Our captain and mate were constantly scanning the ocean, and when they spotted the marlin, they jumped into action. They saw it leaping, and started "chumming" the water by tossing bait fish in to attract the marlin. AND IT BIT! The line with the hooked marlin was handed to our travel companion, an accomplished lake fisherman. It was thrilling to watch; the marlin was initially very close to our boat, but the fish ran - our friend was reeling in while simultaneously the fish was pulling line out. An interesting physics lesson! He fought the fish for 57 minutes before the line snapped - although we had no intention to keep the fish, it was still disappointing to not get it closer to our boat to document. BUT - within ten minutes of that broken line, we hooked a SAILFISH. This fish snapped the line within 10 minutes. After this we hooked nothing - but we were not alone - our captain was on the radio with his colleagues and nobody was catching ANYTHING. So after 7.5 hours on the water, we headed back to the marina, where a man with a big blue bucket took away our catch, and for $3 each dressed our Dorado into fish filets, which we put on ice to take to the next hotel, Secrets in San Jose del Cabo.

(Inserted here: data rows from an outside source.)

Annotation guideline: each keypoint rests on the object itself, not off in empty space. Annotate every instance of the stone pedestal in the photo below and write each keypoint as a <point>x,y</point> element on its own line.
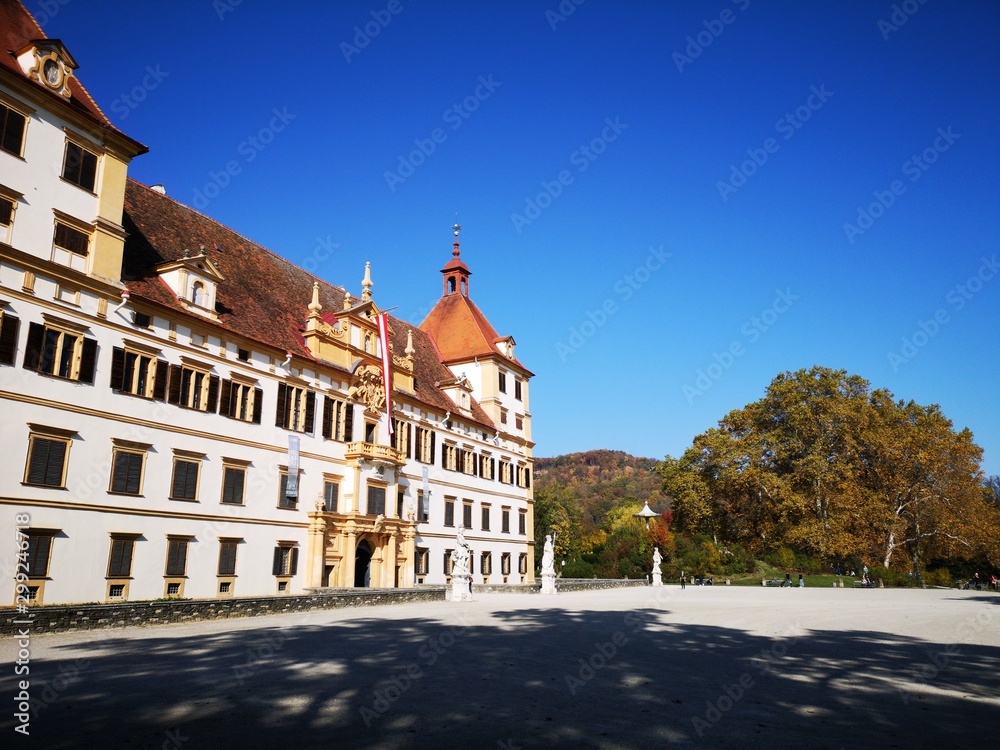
<point>548,583</point>
<point>460,589</point>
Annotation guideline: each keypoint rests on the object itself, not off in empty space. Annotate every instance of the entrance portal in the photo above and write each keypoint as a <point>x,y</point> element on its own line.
<point>362,566</point>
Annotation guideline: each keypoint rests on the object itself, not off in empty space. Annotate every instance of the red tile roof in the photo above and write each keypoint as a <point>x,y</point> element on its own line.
<point>462,332</point>
<point>19,28</point>
<point>264,297</point>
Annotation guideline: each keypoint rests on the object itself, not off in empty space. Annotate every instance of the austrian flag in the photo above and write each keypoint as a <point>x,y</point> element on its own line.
<point>383,336</point>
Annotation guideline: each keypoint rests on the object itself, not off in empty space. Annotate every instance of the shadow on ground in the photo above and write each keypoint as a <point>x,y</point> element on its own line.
<point>535,678</point>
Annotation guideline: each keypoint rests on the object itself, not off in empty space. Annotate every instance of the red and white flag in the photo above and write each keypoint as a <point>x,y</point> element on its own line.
<point>383,336</point>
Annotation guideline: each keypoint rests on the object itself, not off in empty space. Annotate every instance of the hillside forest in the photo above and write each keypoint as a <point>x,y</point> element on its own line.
<point>822,470</point>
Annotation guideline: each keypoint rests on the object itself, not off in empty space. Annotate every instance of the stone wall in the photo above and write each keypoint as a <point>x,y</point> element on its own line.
<point>57,618</point>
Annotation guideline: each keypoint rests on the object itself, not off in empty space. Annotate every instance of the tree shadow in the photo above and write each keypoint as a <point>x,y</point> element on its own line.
<point>530,678</point>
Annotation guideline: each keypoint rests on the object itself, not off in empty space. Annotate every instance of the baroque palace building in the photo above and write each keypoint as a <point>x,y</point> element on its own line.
<point>187,414</point>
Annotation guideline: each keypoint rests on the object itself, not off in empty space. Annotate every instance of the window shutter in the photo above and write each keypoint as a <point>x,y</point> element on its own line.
<point>348,422</point>
<point>174,390</point>
<point>258,404</point>
<point>160,380</point>
<point>33,347</point>
<point>88,361</point>
<point>213,393</point>
<point>117,369</point>
<point>326,424</point>
<point>225,403</point>
<point>8,339</point>
<point>279,413</point>
<point>310,412</point>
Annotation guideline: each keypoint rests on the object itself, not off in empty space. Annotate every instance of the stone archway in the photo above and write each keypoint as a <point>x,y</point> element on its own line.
<point>362,565</point>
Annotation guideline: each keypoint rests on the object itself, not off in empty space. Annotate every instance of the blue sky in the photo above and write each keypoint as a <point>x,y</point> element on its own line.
<point>665,204</point>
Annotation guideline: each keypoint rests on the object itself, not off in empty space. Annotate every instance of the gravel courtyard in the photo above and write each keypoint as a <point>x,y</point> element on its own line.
<point>632,668</point>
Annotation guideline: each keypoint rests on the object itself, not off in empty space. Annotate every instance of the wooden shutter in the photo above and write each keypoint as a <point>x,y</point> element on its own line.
<point>258,404</point>
<point>225,403</point>
<point>310,412</point>
<point>33,347</point>
<point>213,393</point>
<point>8,339</point>
<point>327,422</point>
<point>160,380</point>
<point>279,413</point>
<point>88,361</point>
<point>174,389</point>
<point>117,369</point>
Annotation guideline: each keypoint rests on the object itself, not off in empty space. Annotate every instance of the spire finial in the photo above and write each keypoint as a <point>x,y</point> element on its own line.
<point>314,305</point>
<point>366,283</point>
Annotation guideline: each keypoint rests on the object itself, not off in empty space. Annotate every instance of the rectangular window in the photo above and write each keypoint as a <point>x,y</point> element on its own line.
<point>193,388</point>
<point>241,400</point>
<point>70,239</point>
<point>126,471</point>
<point>120,557</point>
<point>138,374</point>
<point>80,166</point>
<point>184,485</point>
<point>376,501</point>
<point>9,326</point>
<point>46,465</point>
<point>338,420</point>
<point>233,483</point>
<point>425,445</point>
<point>12,126</point>
<point>331,490</point>
<point>39,552</point>
<point>227,556</point>
<point>286,499</point>
<point>286,559</point>
<point>296,408</point>
<point>176,556</point>
<point>61,352</point>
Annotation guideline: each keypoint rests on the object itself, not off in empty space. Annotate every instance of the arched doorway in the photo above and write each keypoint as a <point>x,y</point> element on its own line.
<point>362,566</point>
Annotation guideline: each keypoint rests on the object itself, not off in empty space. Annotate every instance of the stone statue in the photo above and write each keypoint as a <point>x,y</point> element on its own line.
<point>548,557</point>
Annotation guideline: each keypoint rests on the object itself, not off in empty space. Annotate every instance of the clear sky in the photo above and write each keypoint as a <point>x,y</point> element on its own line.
<point>666,204</point>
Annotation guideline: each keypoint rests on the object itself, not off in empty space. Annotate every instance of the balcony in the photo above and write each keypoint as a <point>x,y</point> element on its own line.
<point>375,453</point>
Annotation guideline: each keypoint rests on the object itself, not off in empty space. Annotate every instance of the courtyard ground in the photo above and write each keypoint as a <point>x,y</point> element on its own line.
<point>730,667</point>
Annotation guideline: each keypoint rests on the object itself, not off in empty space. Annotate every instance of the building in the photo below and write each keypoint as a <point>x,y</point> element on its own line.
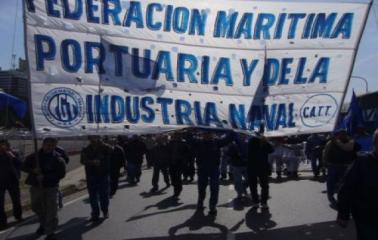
<point>15,82</point>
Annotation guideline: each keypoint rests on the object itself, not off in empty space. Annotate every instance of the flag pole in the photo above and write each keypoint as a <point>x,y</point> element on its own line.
<point>30,95</point>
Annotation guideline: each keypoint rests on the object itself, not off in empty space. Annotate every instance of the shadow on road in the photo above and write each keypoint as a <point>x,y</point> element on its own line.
<point>259,221</point>
<point>152,194</point>
<point>198,221</point>
<point>182,208</point>
<point>166,203</point>
<point>238,204</point>
<point>318,231</point>
<point>72,230</point>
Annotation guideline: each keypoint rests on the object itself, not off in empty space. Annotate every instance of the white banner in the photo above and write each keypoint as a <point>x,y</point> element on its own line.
<point>119,67</point>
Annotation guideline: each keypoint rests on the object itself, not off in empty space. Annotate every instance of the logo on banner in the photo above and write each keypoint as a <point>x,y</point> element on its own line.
<point>319,110</point>
<point>63,107</point>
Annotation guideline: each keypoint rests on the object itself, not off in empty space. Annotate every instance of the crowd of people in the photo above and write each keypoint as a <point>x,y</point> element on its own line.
<point>245,160</point>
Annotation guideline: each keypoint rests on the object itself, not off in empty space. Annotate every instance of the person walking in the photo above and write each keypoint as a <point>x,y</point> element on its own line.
<point>10,166</point>
<point>208,162</point>
<point>117,162</point>
<point>178,152</point>
<point>313,150</point>
<point>238,165</point>
<point>277,157</point>
<point>358,195</point>
<point>135,151</point>
<point>96,159</point>
<point>338,154</point>
<point>160,155</point>
<point>45,169</point>
<point>66,159</point>
<point>258,168</point>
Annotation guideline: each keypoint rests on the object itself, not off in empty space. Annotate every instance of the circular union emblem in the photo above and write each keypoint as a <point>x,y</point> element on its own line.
<point>63,107</point>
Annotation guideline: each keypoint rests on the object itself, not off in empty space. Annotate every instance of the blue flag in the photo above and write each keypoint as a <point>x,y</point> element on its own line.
<point>354,117</point>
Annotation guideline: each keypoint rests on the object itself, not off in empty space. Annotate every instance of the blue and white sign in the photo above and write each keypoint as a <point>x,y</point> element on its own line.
<point>118,67</point>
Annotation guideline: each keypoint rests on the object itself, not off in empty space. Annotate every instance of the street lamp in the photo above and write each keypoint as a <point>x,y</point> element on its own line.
<point>363,79</point>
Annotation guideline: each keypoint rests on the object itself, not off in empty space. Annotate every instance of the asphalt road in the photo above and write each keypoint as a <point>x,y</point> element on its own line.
<point>298,211</point>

Breathless is a 5 story complex on the marina with a party vibe - but Secrets is 30 km south, in San Jose del Cabo, with much more of a traditional resort feel. The rooms were very different - much more spacious with hacienda-type furnishings, and a beautiful oceanfront setting. We left our iced fish filets with the concierge to be prepared at the Italian restaurant, with a dress code (!) We opted to have the fish prepared in the Chef's special preparation which was SPECTACULAR. All four of us were exhausted after the long day on the boat so we literally fell into our very comfortable beds.
The next day the Marina turned out to be closed, due to Hurricane Norma lurking not too far away, so we had a lovely day at the resort - with a lot of time walking the grounds, doing the aerobics in the pool, and checking out the talents of the pool bartenders. NB: an iceberg, consisting of a glass of beer with a bit of frozen margarita on top, is not too bad! We had dinner that night at the nominal Mexican restaurant, although the menu was not really Mexican.
Next day we scheduled a day trip to Todos Santos. On the way we stopped at the El Cactus Glass Factory in Cabo San Lucas - it was a Sunday, so the artisans were not demonstrating their technique - but the grounds and shop were absolutely lovely and are well worth a visit. Our plan was to revisit several spots we had seen in March, including lunch at Tequila Sunrise...but after a lovely drive to Todos Santos, we found the restaurant was closed that day. No Worries - we took a walk around the town, then settled at the Hotel California for a lovely lunch. During lunch, a young man set up a kick pottery wheel in the courtyard, and proceeded to create lovely recreations of the hotel's fountain, all for tips. We headed back to our hotel to prep for our return home.